Louise sat down on the creaky wooden porch steps. One of the boards was rotted, and the exterior paint was peeling, but it still felt like home, because it was the only place where they had all been together, where her mother, grandmother, and great-grandmother had been so close it sometimes felt like they were sisters, drinking wine on the porch swing while Louise ran in circles in the grass. She was never scared, even as darkness fell and she ran down the rows of the fruit trees, the little cottage hidden by branches. She always knew the three most important people in her life were there under the lights, their heads together, talking for hours.

She looked out past the orchard, at the mountains, turned cobalt blue by the moon. Whenever she visited her grandmother and spent the night, she was always struck by how different Crozet was, how deep the quiet, how the darkness seemed more solid, vast and infinite in a way it wasn’t in Richmond. She heard bird cries she never heard back home, songs she had known as a child, warblers and woodpeckers and whip-poor-wills. Her great-grandmother, Helene, used to sit with Louise and point out all the different birds as they landed at the feeder.

“Some of the old mountain people around here think that one, the whip-poor-will, is a death omen,” Helene had told Louise one evening, as they sat in the yard waiting for Louise’s mom to get off work. “That they arrive when it’s time for a soul to depart, and carry it with them as they go.”

Louise had watched the large, squat, brown bird as it pecked at the seed, feeling a shiver of dread. “Is that true?”

“No, Louise.” Her great-grandmother had smiled. “They just like the night.
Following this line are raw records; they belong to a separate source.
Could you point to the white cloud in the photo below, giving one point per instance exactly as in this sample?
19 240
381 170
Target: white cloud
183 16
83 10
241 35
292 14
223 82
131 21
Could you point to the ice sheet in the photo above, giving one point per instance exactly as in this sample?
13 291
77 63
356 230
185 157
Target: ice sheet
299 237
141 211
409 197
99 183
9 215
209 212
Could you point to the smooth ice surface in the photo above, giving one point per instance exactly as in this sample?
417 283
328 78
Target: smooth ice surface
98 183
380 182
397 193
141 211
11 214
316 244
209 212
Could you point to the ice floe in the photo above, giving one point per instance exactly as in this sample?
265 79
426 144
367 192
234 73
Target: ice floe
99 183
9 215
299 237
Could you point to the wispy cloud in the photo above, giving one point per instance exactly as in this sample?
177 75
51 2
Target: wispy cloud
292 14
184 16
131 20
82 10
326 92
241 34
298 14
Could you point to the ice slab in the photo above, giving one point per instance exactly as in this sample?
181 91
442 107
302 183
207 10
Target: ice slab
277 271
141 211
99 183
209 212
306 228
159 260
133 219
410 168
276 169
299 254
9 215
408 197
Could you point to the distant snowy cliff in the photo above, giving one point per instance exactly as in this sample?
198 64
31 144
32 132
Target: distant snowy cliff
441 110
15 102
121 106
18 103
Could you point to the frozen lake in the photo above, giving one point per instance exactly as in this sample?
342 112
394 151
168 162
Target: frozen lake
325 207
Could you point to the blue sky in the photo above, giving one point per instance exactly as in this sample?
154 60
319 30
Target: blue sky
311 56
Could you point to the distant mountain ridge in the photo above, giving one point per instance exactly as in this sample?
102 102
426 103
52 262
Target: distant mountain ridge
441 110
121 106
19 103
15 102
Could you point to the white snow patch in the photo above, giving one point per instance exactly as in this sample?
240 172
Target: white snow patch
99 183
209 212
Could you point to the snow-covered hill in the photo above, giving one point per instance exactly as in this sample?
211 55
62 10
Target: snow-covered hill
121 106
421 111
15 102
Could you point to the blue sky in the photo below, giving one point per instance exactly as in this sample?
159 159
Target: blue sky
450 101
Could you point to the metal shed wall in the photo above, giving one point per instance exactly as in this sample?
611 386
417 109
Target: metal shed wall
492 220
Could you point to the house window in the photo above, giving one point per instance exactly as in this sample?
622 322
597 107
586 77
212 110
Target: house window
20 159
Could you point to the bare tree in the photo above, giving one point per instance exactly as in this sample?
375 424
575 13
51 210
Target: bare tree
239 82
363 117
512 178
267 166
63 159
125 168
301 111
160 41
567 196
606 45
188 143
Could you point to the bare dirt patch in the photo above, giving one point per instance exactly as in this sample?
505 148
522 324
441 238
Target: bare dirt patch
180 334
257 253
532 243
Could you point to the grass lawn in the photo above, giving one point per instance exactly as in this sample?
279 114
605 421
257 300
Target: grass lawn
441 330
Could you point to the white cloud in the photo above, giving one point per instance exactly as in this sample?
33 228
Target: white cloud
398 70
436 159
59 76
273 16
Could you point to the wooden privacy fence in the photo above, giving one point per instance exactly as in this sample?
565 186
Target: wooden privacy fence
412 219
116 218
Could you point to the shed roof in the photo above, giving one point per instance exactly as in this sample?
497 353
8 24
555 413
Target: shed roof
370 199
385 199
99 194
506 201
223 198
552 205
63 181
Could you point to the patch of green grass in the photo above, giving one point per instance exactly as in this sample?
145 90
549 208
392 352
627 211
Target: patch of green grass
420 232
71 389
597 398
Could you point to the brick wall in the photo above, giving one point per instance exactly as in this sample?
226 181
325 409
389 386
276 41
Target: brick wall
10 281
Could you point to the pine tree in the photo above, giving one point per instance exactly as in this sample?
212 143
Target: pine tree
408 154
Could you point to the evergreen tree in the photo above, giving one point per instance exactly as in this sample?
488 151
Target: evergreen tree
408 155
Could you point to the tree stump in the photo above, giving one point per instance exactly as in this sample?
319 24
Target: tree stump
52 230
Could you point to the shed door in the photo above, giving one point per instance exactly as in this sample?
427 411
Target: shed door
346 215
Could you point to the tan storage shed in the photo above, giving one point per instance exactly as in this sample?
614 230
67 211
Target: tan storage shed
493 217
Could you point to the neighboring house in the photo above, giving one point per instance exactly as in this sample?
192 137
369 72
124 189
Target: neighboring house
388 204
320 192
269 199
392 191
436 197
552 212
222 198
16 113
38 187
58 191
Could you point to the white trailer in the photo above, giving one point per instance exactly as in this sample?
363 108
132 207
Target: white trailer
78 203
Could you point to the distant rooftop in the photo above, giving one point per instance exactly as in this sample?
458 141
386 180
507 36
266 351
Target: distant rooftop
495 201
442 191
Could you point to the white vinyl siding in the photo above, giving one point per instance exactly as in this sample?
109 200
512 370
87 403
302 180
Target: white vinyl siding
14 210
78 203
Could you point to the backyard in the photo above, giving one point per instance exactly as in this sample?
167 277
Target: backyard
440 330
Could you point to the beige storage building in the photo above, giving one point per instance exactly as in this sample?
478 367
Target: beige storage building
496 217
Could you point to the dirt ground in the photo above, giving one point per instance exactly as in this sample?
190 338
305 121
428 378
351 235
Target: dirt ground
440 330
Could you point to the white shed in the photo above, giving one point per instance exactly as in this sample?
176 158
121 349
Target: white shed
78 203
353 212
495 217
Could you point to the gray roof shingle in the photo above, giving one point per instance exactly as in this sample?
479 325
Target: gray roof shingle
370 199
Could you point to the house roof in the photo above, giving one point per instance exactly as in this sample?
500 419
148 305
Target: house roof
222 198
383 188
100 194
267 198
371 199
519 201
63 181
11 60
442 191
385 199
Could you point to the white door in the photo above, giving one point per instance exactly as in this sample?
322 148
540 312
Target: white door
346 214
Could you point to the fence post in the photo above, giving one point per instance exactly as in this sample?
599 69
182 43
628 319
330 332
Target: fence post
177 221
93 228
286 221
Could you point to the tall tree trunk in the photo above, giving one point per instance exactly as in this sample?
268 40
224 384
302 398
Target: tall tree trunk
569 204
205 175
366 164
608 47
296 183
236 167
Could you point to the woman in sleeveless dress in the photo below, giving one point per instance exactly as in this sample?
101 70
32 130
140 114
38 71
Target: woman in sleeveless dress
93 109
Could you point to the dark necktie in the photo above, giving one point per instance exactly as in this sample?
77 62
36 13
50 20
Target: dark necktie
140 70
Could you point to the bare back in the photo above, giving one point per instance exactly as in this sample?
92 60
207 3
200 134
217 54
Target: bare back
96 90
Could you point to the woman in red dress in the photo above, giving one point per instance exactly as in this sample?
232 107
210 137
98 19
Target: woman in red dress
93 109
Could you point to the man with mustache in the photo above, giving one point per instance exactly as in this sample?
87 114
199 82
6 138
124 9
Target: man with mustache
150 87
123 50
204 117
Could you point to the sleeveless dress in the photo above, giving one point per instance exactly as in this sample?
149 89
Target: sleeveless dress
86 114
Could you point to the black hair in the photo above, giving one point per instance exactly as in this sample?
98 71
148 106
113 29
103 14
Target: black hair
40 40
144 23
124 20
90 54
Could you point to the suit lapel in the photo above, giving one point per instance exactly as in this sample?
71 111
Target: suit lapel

They aren’t afraid to sing in the darkness.”

Louise made out the sound of footsteps. Peter walked toward her wearing the same clothes from the day before.

“Hey,” Louise said as he approached. With Camille alwayspresent, they had both acted normal the entire evening, though whenever Louise had glanced in Peter’s direction he was already looking her way.

Off in the distance, a frog let out a low croak.

“Can’t sleep?” Peter asked as he eased himself down onto the step beside her.

Louise shook her head.

“Me neither.” Peter pointed back at the cottage. “Is this…?”

“Yep,” Louise said.

Peter nudged her shoulder, and Louise felt a flutter in her stomach that she tried to ignore.

“I think it’s nice.” He smiled. “Better than a treehouse even.”

She had told Peter about the cottage countless times. When they were eight, she said it was a tree house, set up high in the woods. Then it was a log cabin, with an outhouse for a bathroom. Over the years, the stories became less and less colorful, until finally the cottage was just a little house.

They sat in easy silence, gazing out over the orchard, which spread down the hillside and disappeared into the dark, watching as the air lit up with hundreds of glowing embers. She remembered catching fireflies with Helene and Camille, squealing with delight as she opened her hands to see them light up, impossibly bright for creatures so small.

“This place reminds me of camp,” Peter said softly.

Their summer camp was in south Virginia, on a flat expanse of land alongside a river. There were no mountains or orchards, but she understood what he meant, how the sky there felt endless, the nights sweet with the smells of summer, how time was slower, more deliberate. Louise always liked camp, but Peter had loved it. He was a natural there, extroverted and funny, and when they first went in elementary school, before Peter grew a foot and joined the track team and got noticed by girls, it was his escape. It was the place where it didn’t matter what grades he earned in reading or math, where he didn’t have to be separated into a group for extra help, where people only knew him for his strengths. And even as he got older and made friends with the popular kids, when he didn’t need camp in the same way, Louise knew it would always be his safe space.

“I can see that. Especially at night,” she told him.

“Like when we all sneaked out to that abandoned cabin in the woods.”

Louise couldn’t help but smile. “When youforcedme to sneak out to that abandoned cabin in the woods. I wanted to sleep!”

“It was our last summer as campers. That’s practically mandatory.”

“Remember the failed prank to bring the go-carts down to the lake?”

Peter leaned back against one of the porch columns and faced Louise. “God, those things were so heavy.”

Louise laughed. “Not the best idea.”

Peter smiled, and Louise leaned against the opposite column, her legs straight out in front of her. In the darkness of the night, it felt like just another blissful summer, the two of them up late, sleeping in a tent in Peter’s yard, until one of them got scared and convinced the other to run back inside.

Peter’s brow furrowed. “Aren’t you going to miss it? Camp? All of it?”

Their eyes met, and Louise’s breath caught in her throat. She had been so distracted by the events of the last few days—Kyle’s party, the accident, the healing—that she had buried the cold, clammy fear that they wouldn’t be spending the summer together, that in the fall Peter would stay behind in Richmond, and she would be living six hours away.

She nodded, an ache in her chest.

She wanted to say the words out loud, the ones that had been fighting to the surface. That he had always been what she wanted, that she saved his life out of sheer will, because there was no world for her in which he didn’t exist. She almost letherself imagine the summer as it could be, full of nights like this one, under star-streaked skies, Peter beside her, not as her friend but as more.